ZFS Gets Built-In Deduplication
elREG writes to mention that Sun's ZFS now has built-in deduplication utilizing a master hash function to map duplicate blocks of data to a single block instead of storing multiples. "File-level deduplication has the lowest processing overhead but is the least efficient method. Block-level dedupe requires more processing power, and is said to be good for virtual machine images. Byte-range dedupe uses the most processing power and is ideal for small pieces of data that may be replicated and are not block-aligned, such as e-mail attachments. Sun reckons such deduplication is best done at the application level since an app would know about the data. ZFS provides block-level deduplication, using SHA256 hashing, and it maps naturally to ZFS's 256-bit block checksums. The deduplication is done inline, with ZFS assuming it's running with a multi-threaded operating system and on a server with lots of processing power. A multi-core server, in other words."

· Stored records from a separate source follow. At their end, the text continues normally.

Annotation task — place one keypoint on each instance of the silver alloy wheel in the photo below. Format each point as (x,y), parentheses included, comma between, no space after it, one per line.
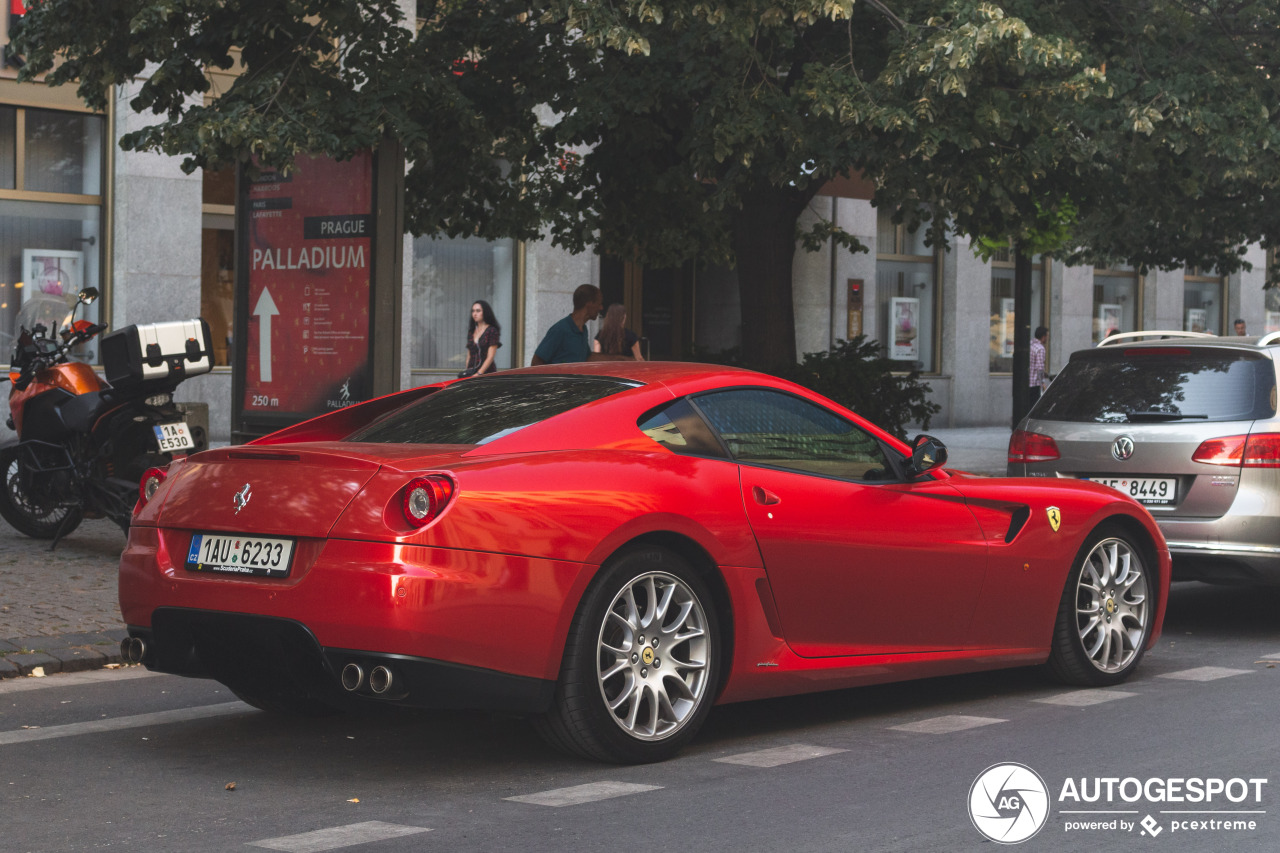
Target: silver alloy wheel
(1111,607)
(653,662)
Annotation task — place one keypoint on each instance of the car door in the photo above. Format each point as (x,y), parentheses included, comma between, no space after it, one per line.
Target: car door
(860,561)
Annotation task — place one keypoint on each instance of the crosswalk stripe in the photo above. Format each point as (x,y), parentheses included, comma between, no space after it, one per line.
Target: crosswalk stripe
(579,794)
(1203,674)
(338,836)
(1083,698)
(947,724)
(117,724)
(778,756)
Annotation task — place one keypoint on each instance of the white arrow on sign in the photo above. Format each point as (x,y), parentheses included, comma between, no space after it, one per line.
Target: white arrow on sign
(265,310)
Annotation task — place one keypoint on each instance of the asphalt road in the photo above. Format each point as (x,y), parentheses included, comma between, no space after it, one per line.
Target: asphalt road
(127,760)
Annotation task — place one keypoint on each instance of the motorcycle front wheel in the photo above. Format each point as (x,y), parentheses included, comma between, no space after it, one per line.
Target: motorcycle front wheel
(36,516)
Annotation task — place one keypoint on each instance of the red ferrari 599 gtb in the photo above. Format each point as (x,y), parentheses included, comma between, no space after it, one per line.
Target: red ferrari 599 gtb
(616,547)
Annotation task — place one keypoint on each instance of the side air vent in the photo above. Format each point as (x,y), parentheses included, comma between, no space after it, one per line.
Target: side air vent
(1016,521)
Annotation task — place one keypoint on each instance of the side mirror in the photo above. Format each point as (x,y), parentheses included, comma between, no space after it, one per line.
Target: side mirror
(927,454)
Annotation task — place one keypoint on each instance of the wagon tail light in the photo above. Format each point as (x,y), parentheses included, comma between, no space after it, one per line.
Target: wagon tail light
(1240,451)
(1032,447)
(151,480)
(425,497)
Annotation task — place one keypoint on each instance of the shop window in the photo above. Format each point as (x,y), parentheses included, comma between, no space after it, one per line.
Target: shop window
(449,276)
(50,218)
(906,293)
(1116,301)
(1203,296)
(218,260)
(1002,308)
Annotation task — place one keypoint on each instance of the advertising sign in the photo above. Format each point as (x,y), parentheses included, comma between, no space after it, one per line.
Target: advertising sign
(309,259)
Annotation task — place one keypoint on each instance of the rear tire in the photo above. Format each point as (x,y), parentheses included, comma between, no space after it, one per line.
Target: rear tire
(641,662)
(36,516)
(1105,616)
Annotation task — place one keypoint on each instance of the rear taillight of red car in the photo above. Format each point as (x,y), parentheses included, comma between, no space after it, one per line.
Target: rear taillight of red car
(151,480)
(1032,447)
(425,497)
(1240,451)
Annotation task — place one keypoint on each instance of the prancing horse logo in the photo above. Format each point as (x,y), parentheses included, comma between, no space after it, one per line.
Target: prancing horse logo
(242,498)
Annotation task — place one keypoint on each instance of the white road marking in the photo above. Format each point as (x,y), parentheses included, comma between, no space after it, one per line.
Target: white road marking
(579,794)
(1083,698)
(117,724)
(74,679)
(1203,674)
(947,724)
(778,756)
(338,836)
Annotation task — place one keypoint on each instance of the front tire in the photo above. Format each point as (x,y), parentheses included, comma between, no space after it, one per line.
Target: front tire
(1106,611)
(641,662)
(33,515)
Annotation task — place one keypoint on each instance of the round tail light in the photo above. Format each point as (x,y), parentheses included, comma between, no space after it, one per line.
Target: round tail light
(425,497)
(151,480)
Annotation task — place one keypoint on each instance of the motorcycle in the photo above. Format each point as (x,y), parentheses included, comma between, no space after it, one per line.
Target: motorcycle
(83,443)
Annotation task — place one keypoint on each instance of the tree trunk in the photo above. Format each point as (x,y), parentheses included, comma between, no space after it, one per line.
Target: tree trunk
(764,243)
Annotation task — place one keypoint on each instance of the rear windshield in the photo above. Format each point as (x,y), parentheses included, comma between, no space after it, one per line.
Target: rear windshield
(478,411)
(1170,384)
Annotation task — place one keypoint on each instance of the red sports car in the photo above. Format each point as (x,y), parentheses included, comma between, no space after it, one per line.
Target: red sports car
(615,547)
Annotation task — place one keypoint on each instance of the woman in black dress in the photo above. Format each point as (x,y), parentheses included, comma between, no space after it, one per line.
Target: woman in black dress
(483,340)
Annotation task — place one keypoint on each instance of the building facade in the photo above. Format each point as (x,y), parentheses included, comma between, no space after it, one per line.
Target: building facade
(77,211)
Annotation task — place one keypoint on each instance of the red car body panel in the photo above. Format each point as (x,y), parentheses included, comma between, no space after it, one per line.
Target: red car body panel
(824,583)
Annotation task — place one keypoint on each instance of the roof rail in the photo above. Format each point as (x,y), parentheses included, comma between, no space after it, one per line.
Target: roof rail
(1155,333)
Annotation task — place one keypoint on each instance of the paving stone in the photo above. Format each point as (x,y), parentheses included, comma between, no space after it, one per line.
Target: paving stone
(28,662)
(80,658)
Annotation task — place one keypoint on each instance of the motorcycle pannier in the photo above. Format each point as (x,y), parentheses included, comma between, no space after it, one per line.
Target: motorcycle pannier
(163,354)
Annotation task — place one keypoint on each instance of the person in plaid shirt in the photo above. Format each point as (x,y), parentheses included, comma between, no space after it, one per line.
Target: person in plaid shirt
(1037,372)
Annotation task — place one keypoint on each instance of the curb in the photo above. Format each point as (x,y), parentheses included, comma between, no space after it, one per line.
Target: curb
(62,653)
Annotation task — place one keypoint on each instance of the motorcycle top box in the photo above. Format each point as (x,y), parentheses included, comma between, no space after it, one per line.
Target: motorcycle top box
(158,354)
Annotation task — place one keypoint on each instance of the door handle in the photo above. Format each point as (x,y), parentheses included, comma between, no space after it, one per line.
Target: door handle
(764,497)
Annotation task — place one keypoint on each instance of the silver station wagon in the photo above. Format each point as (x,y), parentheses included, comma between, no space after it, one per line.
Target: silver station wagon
(1184,423)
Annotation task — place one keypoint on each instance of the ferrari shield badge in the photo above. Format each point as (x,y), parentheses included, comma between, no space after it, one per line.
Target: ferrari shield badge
(1055,518)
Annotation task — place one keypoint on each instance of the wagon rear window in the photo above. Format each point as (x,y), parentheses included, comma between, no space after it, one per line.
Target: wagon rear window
(1156,386)
(478,411)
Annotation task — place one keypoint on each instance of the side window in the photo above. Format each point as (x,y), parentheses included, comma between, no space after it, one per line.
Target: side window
(680,429)
(773,428)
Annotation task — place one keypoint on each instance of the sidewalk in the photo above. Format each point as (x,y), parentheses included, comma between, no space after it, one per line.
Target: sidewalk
(59,610)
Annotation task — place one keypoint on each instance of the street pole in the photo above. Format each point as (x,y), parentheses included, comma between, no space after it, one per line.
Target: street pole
(1022,334)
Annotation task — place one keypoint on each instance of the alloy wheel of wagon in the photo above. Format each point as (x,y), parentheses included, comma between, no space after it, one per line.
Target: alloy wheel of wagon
(640,667)
(1106,611)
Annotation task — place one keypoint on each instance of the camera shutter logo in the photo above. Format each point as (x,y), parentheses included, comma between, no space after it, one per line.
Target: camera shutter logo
(1009,803)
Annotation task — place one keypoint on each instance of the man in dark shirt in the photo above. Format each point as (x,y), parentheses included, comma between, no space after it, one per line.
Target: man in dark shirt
(567,340)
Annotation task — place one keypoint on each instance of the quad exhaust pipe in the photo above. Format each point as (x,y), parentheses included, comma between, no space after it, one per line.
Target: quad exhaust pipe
(133,649)
(379,680)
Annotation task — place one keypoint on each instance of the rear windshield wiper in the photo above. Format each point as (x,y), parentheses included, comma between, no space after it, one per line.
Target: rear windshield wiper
(1147,416)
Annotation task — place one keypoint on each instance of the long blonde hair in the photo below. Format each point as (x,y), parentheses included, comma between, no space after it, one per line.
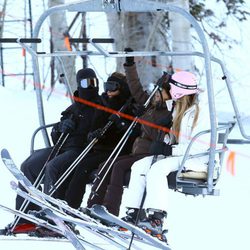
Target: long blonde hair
(183,104)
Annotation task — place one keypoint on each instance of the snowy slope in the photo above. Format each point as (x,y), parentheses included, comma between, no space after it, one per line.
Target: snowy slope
(210,222)
(194,223)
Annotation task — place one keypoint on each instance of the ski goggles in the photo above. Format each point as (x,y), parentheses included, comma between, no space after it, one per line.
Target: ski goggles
(89,83)
(111,86)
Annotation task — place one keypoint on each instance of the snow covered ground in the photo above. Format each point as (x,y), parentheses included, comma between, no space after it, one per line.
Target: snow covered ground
(194,223)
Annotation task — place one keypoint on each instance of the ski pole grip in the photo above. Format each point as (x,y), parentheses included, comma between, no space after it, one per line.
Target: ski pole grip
(22,40)
(94,40)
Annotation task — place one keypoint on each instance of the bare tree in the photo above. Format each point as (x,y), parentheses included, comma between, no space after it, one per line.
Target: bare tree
(59,28)
(141,31)
(181,37)
(147,31)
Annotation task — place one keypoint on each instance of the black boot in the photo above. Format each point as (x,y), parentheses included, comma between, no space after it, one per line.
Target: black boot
(132,215)
(154,222)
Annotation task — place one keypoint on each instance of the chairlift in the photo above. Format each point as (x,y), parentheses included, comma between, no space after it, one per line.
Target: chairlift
(191,183)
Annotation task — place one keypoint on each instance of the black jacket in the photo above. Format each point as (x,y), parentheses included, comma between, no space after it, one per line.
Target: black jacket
(83,116)
(114,133)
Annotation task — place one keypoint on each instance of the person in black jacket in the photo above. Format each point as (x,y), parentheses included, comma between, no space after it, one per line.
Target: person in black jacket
(75,123)
(116,95)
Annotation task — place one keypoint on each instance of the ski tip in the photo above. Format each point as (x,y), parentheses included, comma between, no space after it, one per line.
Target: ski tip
(4,152)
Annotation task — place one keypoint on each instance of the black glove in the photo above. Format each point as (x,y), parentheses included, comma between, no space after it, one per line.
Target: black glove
(67,125)
(118,121)
(160,148)
(166,121)
(138,110)
(95,134)
(129,60)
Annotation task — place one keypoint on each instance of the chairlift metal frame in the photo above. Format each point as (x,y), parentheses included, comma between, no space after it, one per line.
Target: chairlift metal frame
(136,6)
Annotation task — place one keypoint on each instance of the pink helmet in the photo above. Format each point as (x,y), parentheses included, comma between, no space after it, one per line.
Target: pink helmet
(182,83)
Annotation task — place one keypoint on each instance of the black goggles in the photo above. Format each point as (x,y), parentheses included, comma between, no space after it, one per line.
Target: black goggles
(111,86)
(89,83)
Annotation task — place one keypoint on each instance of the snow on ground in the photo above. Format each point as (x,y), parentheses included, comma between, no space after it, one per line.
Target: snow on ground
(193,222)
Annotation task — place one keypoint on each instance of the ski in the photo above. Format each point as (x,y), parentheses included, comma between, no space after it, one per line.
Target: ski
(100,230)
(103,214)
(67,232)
(31,218)
(36,196)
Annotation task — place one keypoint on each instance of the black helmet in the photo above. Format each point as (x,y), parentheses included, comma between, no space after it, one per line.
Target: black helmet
(117,81)
(87,82)
(86,78)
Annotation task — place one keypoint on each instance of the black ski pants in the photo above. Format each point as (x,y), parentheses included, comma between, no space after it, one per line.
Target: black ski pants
(110,189)
(33,165)
(77,186)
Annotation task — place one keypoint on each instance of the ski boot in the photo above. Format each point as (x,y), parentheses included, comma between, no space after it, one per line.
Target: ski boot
(20,228)
(132,216)
(87,211)
(153,224)
(43,232)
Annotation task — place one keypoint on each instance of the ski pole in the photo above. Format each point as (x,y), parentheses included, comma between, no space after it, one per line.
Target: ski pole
(121,145)
(154,159)
(40,176)
(84,152)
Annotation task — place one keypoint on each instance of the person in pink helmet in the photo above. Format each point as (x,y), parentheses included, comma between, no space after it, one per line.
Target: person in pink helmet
(189,118)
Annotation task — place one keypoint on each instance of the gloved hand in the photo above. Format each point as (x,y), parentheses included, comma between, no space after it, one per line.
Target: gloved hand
(118,121)
(95,134)
(67,125)
(129,60)
(166,121)
(160,148)
(138,110)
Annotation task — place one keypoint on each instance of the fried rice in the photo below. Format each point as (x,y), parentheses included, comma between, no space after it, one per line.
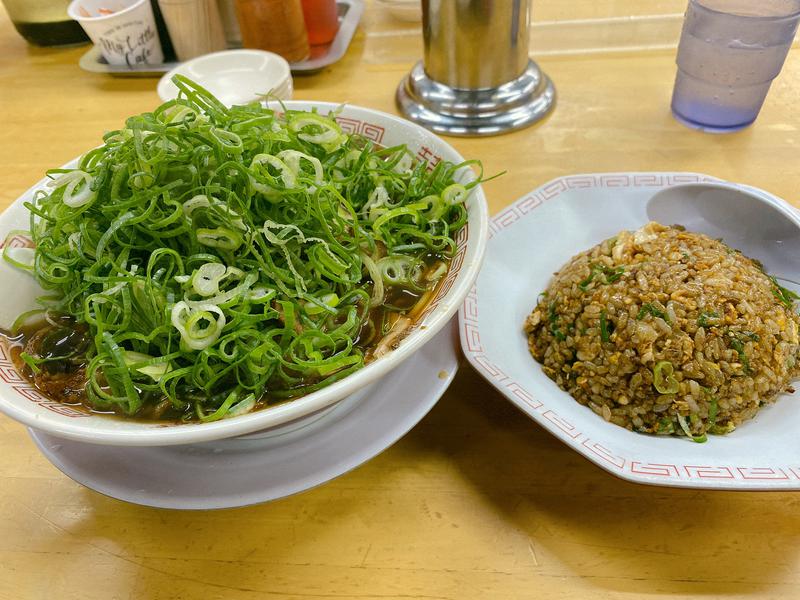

Windows Storage Server 2003 (yes, yes I know its from Microsoft) shipped with this feature (that is called Single Instance Storage)
http://blogs.technet.com/josebda/archive/2008/01/02/the-basics-of-single-instance-storage-sis-in-wss-2003-r2-and-wudss-2003.a
Before I left Acronis, I was the lead developer and designer for deduplication in Acronis Backup & Recovery 10. We also used SHA256 there, and naturally the possibility of a hash collision was investigated. After we did the math, it turned out that you're about 10^6 times more likely to lose data because of hardware failure (even considering RAID) than you are to lose it because of a hash collision.
How about this: you can't remove a top-level vdev without destroying your storage pool. That means that if you accidentally use the "zpool add" command instead of "zpool attach" to add a new disk to a mirror, you are in a world of hurt.
How about this: after years of ZFS being around, you still can't add or remove disks from a RAID-Z.
How about this: If you have a mirror between two devices of different sizes, and you remove the smaller one, you won't be able to add it back. The vdev will autoexpand to fill the larger disk, even if no data is actually written, and the disk that was just a moment ago part of the mirror is now "too small".
How about this: the whole system was designed with the implicit assumption that your storage needs would only ever grow, with the result that in nearly all cases it's impossible to ever scale a ZFS pool down.
Mod parent up. These are all legit deficiencies in ZFS that really need to be fixed at some point. Currently the only solutions to these is to build a new storage pool, either on the same system or different system, and export/import; big PITA and potentially expensive. Off the top of my head I can't think of anyone that lets you do #2 except enterprise storage solutions and Drobo.
From that link: It is file-based and a service indexes it (whereas in ZFS it is block-based and on-the-fly). And they first introduced it in Windows Server 2000. Amazing. I'm sure it is a ugly hack since Windows has no soft/hard-links IIRC.
NB: The message above might reflect my opinion right now, but not necessarily tomorrow or next year.
If you're running a normal desktop or laptop, this isn't likely to be of great use in any case. There's non-negligible overhead in doing the deduplication process, and drive space at consumer-level sizes is dirt-cheap, so it's only really worth doing this you have a lot of block-level duplicate data. That might be the case if e.g. you have 30 VMs on the same machine each with a separate install of the same OS, but is unlikely to be the case on a normal Mac laptop.
10 PRINT CHR$(205.5+RND(1)); : GOTO 10
You recall wrong. NTFS has long supported both hard links and a mechanism called 'reparse points,' which are much more powerful than simple symlinks.
How alarmist and uninformed; borderline FUD. The reality is as follows...
First, you can't remove a vdev yet, but development is in progress, and support is expected very soon now.
The bug report for this problem goes back to at least April of 2003. With that background, and that I've been hearing ZFS proponents suggesting this is coming "very soon now" for years without a fix, I'll believe it when I see it. Raising awareness that Sun's development priorities clearly haven't been toward any shrinking operation isn't FUD, it's the truth. Now, to be fair, that class of operations isn't very well supported on anything short of really expensive hardware either, but if you need these capabilities the weaknesses of ZFS here do reduce its ability to work for every use case.